The opinion of the court was delivered by: M. James Lorenz United States District Court Judge
ORDER GRANTING MOTION FOR MODIFICATION OF ORDER GRANTING THE PETITION FOR WRIT OF HABEAS CORPUS [doc. #26]; and AMENDING THE JUDGMENT
Petitioner Robert Mendoza filed a petition for writ of habeas corpus under 28 U.S.C. § 2254 that the Court granted on April 29, 2008. Judgment was entered in petitioner's favor. [doc. #26].
Petitioner seeks to have the Court modify its Order so that petitioner can secure his immediate release from custody in accordance with the relief sought in the petition. Respondent does not object to the motion insofar as it seeks to clarify the Court's Order granting the petition but contends petitioner is not entitled to the relief he sought, i.e., release from custody or a reduction in petitioner's parole term. (Opp. at 1.) Respondent argues that the Court should remand the matter to the Governor to "proceed in accordance with due process." Id. at 2.

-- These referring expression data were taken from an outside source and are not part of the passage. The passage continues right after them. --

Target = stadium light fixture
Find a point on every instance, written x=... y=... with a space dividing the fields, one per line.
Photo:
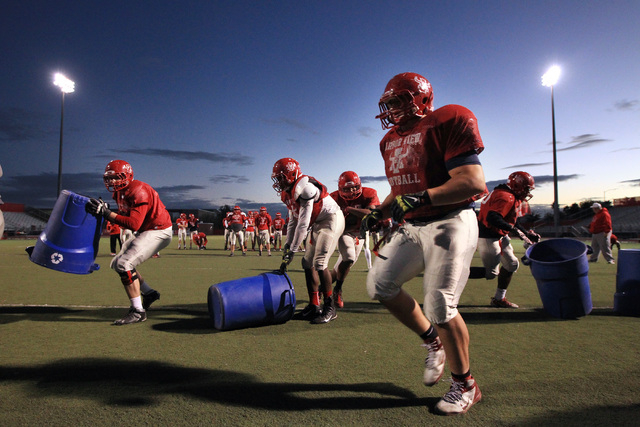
x=66 y=86
x=549 y=79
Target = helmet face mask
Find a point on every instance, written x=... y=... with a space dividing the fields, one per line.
x=349 y=185
x=521 y=184
x=285 y=172
x=117 y=175
x=407 y=96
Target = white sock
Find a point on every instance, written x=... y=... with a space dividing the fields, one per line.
x=137 y=303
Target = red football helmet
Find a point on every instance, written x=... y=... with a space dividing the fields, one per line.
x=285 y=172
x=117 y=175
x=349 y=185
x=521 y=184
x=406 y=96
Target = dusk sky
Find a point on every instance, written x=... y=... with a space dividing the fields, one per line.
x=202 y=97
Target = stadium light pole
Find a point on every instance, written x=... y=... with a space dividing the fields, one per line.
x=66 y=86
x=549 y=79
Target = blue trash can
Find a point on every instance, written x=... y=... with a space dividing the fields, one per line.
x=561 y=268
x=268 y=298
x=70 y=240
x=626 y=300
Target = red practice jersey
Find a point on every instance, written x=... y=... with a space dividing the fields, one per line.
x=368 y=197
x=416 y=159
x=140 y=208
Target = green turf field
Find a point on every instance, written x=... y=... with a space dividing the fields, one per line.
x=62 y=362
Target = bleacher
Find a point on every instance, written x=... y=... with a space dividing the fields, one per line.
x=625 y=221
x=22 y=223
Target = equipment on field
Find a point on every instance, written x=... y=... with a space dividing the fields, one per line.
x=561 y=268
x=626 y=300
x=268 y=298
x=69 y=242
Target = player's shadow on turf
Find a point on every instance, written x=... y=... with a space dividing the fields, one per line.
x=147 y=381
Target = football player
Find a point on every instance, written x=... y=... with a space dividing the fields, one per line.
x=193 y=229
x=311 y=210
x=263 y=223
x=182 y=222
x=351 y=194
x=432 y=165
x=237 y=223
x=278 y=226
x=498 y=217
x=139 y=209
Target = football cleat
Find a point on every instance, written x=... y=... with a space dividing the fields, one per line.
x=434 y=362
x=133 y=316
x=461 y=396
x=503 y=303
x=327 y=315
x=309 y=312
x=150 y=298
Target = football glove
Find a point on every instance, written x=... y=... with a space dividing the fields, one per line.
x=97 y=207
x=370 y=220
x=408 y=202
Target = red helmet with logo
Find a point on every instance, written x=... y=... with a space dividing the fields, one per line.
x=349 y=185
x=406 y=96
x=521 y=184
x=285 y=172
x=117 y=175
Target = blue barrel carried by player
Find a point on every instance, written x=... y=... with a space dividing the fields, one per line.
x=626 y=300
x=268 y=298
x=561 y=270
x=69 y=242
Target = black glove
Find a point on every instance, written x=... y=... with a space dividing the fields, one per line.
x=533 y=236
x=370 y=220
x=97 y=207
x=408 y=202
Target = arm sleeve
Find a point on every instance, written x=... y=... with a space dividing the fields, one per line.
x=497 y=220
x=304 y=218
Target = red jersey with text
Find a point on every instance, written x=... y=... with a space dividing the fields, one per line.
x=263 y=222
x=416 y=159
x=294 y=206
x=278 y=223
x=140 y=208
x=368 y=197
x=502 y=201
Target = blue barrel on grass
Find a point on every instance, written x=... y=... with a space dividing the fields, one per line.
x=561 y=270
x=268 y=298
x=70 y=240
x=626 y=300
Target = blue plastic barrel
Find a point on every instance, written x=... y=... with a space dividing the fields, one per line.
x=69 y=242
x=626 y=300
x=268 y=298
x=561 y=268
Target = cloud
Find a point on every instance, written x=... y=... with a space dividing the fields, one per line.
x=633 y=182
x=584 y=141
x=540 y=180
x=234 y=158
x=292 y=123
x=527 y=165
x=17 y=124
x=626 y=105
x=367 y=132
x=368 y=179
x=228 y=179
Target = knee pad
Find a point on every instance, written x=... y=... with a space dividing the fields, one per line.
x=128 y=277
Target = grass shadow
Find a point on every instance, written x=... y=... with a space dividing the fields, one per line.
x=146 y=381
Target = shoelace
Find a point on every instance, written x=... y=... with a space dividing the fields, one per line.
x=455 y=393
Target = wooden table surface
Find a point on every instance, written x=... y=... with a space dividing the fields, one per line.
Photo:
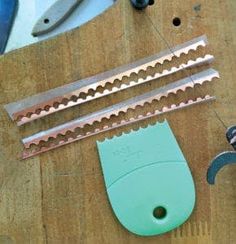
x=59 y=197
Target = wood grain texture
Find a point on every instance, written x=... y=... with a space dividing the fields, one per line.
x=59 y=197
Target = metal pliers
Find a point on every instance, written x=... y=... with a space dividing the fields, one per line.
x=224 y=158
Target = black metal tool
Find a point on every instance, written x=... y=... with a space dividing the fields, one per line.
x=224 y=158
x=141 y=4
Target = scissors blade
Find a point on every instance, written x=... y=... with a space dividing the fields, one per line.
x=54 y=16
x=7 y=15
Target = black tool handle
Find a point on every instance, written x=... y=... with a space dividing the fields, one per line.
x=141 y=4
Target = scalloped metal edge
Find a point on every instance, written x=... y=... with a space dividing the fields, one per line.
x=28 y=107
x=116 y=125
x=114 y=110
x=191 y=63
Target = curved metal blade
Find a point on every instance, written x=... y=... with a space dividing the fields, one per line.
x=7 y=15
x=54 y=16
x=218 y=163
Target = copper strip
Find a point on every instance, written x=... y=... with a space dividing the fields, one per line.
x=51 y=101
x=149 y=97
x=26 y=154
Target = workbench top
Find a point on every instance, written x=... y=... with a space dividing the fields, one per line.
x=59 y=196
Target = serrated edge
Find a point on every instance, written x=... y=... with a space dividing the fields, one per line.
x=191 y=63
x=119 y=124
x=115 y=110
x=166 y=56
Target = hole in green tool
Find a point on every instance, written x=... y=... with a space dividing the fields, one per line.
x=159 y=213
x=46 y=21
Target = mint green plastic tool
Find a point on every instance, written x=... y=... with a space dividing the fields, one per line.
x=148 y=180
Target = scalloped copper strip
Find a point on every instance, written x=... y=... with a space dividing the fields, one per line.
x=132 y=103
x=191 y=63
x=122 y=123
x=39 y=105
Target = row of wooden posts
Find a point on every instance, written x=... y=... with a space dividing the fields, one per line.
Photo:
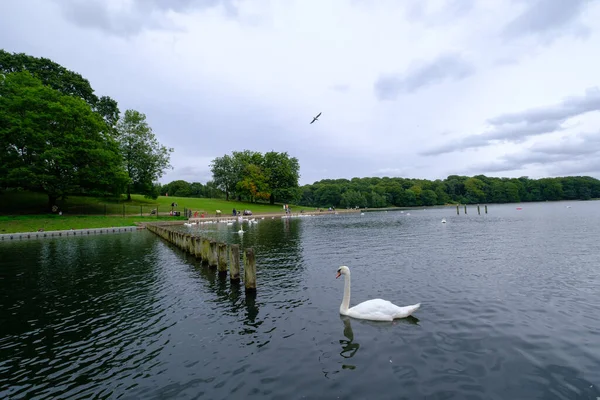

Respondent contends "this Court is not required to grant the relief requested by Petitioner," Id., but offers no compelling reason for the Court to not grant immediate release to petitioner. In granting a petition for writ of habeas corpus, the relief granted is that asked for in the petition. For example, in McQuillion v. Duncan, the Ninth Circuit Court of Appeals in the context of a parole rescission decision, directed the district court to "grant the writ" on remand. McQuillion v. Duncan, 342 F.3d 1012, 1015 (9th Cir. 2003). The district court ordered McQuillion's release. In a second review of the case, the Ninth Circuit stated: "The district court properly interpreted this instruction to mean that it should grant the relief sought by McQuillion and order his immediate release." Id. Here, the Court granted Mendoza's petition fully intending to provide for his immediate release from custody and to grant him credit for time served beyond the date of the Board's decision.*fn1
Respondent contends, however, that the Court should remand to the Governor to proceed in accordance with due process. (Opp. at 2). But respondent's argument is without merit. The present case is not one where petitioner failed to receive a timely parole hearing or meaningful parole consideration. Petitioner received a timely and meaningful parole hearing. The Board thoroughly reviewed the myriad factors provided for by statute to determine petitioner was suitable for parole, i.e., he would not pose an unreasonable risk of danger to society or a threat to public safety if released from prison.
"The Governor's constitutional authority is limited to a review of the materials provided by the Board." McQuillion, 342 F.3d at 1015. There is nothing in the record that could be used by the Governor to override the Board's record and decision*fn2 and "[a] remand to the Governor in this case would amount to an idle act." Id. Under the particular facts of this case, there is no justifiable reason to keep petitioner in custody for even a brief additional period of time.
Based on the foregoing, IT IS ORDERED petitioner's motion for modification of the Court's Order granting petition for habeas corpus is GRANTED. The Court's April 29, 2008 Order is modified as follows:
IT IS FURTHER ORDERED granting the petition for habeas corpus; vacating Governor Schwarzenegger's action dated November 9, 2004; reinstating the BPH's June 23, 2004 decision granting petitioner's parole; directing that petitioner be paroled immediately; and directing that petitioner's parole term be reduced by the time that his incarceration has exceeded the Board's June 23, 2004 decision and by including term credits to which he is entitled by law.
IT IS FURTHER ORDERED that the Clerk of the Court amend the judgment to reflect the modification set forth above.